The PSA tool shop in Mulhouse adopted CNC very early on, just as it did centralised programming of the machine tools. “To facilitate the programming of repetitive geometries, we developed the macro instructions ourselves in parallel with the application of the CAD/CAM software that we were using then, and independently of it,” a programmer, Serge Locher, explains. But the versions of the software have been superseded as part of a normal development, making it more and more difficult to integrate these macros.

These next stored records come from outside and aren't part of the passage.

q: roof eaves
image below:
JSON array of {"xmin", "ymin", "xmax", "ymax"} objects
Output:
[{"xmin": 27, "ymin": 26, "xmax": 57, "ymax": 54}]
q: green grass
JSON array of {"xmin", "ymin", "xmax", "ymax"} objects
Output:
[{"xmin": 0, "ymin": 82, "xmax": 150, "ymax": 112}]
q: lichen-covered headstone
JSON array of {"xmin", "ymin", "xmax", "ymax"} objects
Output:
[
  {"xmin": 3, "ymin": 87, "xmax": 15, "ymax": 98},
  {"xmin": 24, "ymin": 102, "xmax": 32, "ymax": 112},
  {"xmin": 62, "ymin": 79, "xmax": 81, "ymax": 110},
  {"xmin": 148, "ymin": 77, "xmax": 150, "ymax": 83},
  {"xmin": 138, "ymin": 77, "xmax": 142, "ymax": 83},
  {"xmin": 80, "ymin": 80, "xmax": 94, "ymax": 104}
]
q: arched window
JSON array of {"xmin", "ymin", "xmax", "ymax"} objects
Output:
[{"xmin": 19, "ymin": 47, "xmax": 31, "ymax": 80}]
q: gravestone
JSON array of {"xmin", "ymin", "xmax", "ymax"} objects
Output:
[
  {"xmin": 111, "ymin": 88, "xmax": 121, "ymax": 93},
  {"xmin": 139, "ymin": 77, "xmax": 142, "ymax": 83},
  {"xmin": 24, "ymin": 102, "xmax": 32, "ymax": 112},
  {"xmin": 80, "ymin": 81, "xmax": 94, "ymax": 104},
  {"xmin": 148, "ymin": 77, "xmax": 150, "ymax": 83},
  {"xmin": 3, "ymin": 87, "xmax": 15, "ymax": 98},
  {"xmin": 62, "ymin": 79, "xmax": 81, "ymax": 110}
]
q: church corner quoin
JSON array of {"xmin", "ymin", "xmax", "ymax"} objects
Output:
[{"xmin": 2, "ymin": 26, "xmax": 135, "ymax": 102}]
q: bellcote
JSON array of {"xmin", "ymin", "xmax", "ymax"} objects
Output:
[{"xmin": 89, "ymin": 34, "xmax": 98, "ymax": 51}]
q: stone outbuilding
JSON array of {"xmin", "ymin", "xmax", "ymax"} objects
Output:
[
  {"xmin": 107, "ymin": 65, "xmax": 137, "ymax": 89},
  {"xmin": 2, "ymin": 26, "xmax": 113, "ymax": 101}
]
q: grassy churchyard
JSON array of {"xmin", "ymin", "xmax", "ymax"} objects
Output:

In their search for a solution, Laurent Sifferlen, head of the process group at PSA (tooling, CAD/CAM, quality) and Serge Locher met with Jorge de Carvalho, application engineer at OPEN MIND and writer of the CAD/CAM software hyperMILL®. The management was won over by hyperMILL®’s functionalities, ease of handling, its ability to manage complex paths, as well as its options for recording personalised macro instructions easily, and saving them. An initial programming trial on the machining centre DMG DMU 80 was carried out for a lattice work foundry mould core using hyperMILL®.
“We have been pleasantly surprised by the results in improving machining flexibility,” explains Serge Locher. A complete programming approach was then finalised with Jorge de Carvalho using hyperMILL®. “By automating the loading of CAD models from Catia, we found that we were eliminating every source of error when automating the casting operations,” says Serge Locher. Furthermore, doing away with manual introductions previously required makes it possible to achieve gains in terms of programming security, time and reliability.
One other of the major satisfactions of PSA Mulhouse’s tool shop programmers lies in the facility with which postprocessors have been implemented for each machine. As translators of the instructions programmed in the right language for each machine and based on its kinematics, the postprocessors form a crucial interface between the software and CNC. “With OPEN MIND, we know that what we are programming and simulating will actually be implemented in production,” emphasises Serge Locher.